The line $\frac{x+6}{5}=\frac{y+10}{3}=\frac{z+14}{8}$is the hypotenuse of an isosceles right angled triangle whose opposite vertex is $(7, 2, 4)$. Find the equation of the remaining sides.
My approach $\frac{x+6}{5}=\frac{y+10}{3}=\frac{z+14}{8}=t$
$x=-6+5t\\y=-10+3t\\z=-14+8t$
Vector drawn from opposite to hypotenuse$\langle 13-5t,12-3t,18-8t\rangle$
Vector of hypotenuse $\langle 5,3,8\rangle$
Vector product should be zero: $65-25t+36-9t+144-64t=0$, I could get the value of $t$.
Is there any way I could find end point of the hypotenuse by getting the value of $t$ for end points. I don't want to find the value by distance but by angle between line viz 45°.
If you don’t want to use lengths directly, here are a couple of ways to proceed.
Let $t_0$ be the value of $t$ that you’ve computed for the foot of the altitude. By symmetry, the endpoints of the hypotenuse are at $t_0\pm\Delta t$ and the dot product of the vectors from $(7,2,4)$ to these points must be $0$. This will give you a quadratic equation in $\Delta t$.
Instead of computing the end points of the hypotenuse, however, once you’ve found the foot of the altitude, you can take direct advantage of the fact that this is an isosceles right triangle.
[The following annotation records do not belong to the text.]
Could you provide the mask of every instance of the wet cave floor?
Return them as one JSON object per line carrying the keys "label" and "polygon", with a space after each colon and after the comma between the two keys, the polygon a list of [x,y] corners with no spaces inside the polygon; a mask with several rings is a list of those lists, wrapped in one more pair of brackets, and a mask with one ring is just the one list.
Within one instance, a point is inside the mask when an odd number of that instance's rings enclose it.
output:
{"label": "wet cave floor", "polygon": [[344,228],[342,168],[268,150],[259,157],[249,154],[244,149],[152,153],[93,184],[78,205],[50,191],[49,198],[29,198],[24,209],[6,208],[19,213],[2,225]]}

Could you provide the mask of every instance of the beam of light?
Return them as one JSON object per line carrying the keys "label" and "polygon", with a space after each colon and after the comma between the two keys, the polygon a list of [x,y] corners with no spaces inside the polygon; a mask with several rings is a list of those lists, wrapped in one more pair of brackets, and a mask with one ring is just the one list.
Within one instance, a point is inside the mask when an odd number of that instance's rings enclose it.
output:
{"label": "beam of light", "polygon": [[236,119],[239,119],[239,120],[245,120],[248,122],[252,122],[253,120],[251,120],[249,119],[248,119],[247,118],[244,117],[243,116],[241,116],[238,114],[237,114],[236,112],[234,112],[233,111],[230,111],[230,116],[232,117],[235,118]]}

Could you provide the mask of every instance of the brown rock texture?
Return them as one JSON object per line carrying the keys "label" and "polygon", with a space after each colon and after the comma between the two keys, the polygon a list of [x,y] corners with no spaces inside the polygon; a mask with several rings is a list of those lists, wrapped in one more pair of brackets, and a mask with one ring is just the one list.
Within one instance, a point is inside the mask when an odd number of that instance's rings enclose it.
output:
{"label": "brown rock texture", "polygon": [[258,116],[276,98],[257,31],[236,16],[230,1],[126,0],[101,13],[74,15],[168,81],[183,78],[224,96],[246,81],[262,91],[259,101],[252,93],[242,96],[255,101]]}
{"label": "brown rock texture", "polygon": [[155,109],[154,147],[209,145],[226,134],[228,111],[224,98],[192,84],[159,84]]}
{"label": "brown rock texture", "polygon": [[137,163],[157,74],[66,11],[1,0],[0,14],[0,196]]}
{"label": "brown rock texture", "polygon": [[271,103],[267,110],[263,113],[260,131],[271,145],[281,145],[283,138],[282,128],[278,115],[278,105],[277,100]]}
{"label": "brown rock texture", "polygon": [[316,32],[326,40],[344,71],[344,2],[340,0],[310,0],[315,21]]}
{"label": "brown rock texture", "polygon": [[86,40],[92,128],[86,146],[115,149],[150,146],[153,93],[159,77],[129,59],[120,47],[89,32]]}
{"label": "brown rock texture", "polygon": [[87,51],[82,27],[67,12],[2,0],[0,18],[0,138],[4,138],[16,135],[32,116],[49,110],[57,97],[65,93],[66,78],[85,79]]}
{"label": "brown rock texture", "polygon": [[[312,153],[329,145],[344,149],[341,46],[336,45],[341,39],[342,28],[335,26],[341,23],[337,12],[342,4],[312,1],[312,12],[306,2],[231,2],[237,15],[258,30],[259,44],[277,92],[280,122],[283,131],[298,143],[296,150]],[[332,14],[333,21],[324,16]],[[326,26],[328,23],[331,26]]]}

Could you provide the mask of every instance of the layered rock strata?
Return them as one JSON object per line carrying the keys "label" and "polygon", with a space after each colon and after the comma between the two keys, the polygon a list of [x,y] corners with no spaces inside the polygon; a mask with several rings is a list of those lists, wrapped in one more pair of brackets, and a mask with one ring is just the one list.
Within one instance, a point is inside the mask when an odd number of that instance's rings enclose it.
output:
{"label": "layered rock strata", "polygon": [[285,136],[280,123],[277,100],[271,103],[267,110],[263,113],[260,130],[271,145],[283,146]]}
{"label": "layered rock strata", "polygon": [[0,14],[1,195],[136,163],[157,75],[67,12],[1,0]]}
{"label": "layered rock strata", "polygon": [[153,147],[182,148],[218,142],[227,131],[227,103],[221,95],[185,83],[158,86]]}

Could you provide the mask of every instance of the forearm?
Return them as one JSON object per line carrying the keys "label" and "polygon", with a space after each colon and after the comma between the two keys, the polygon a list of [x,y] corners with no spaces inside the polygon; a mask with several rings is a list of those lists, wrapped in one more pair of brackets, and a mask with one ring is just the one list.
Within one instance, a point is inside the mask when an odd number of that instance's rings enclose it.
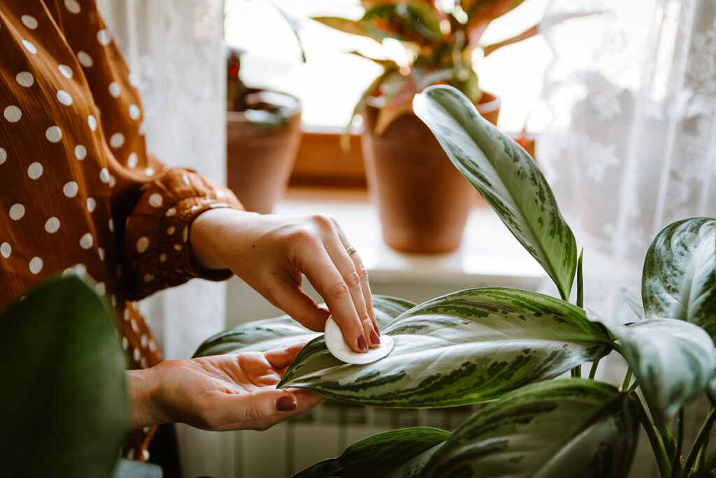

The two missing sides will be parallel to the angle bisectors of the line through the hypotenuse and the altitude from $(7,2,4)$. If the respective direction vectors are $\mathbf v$ and $\mathbf w$, the directions of the angle bisectors are $\|\mathbf w\|\mathbf v\pm\|\mathbf v\|\mathbf w$, from which you can construct the two equations of the lines.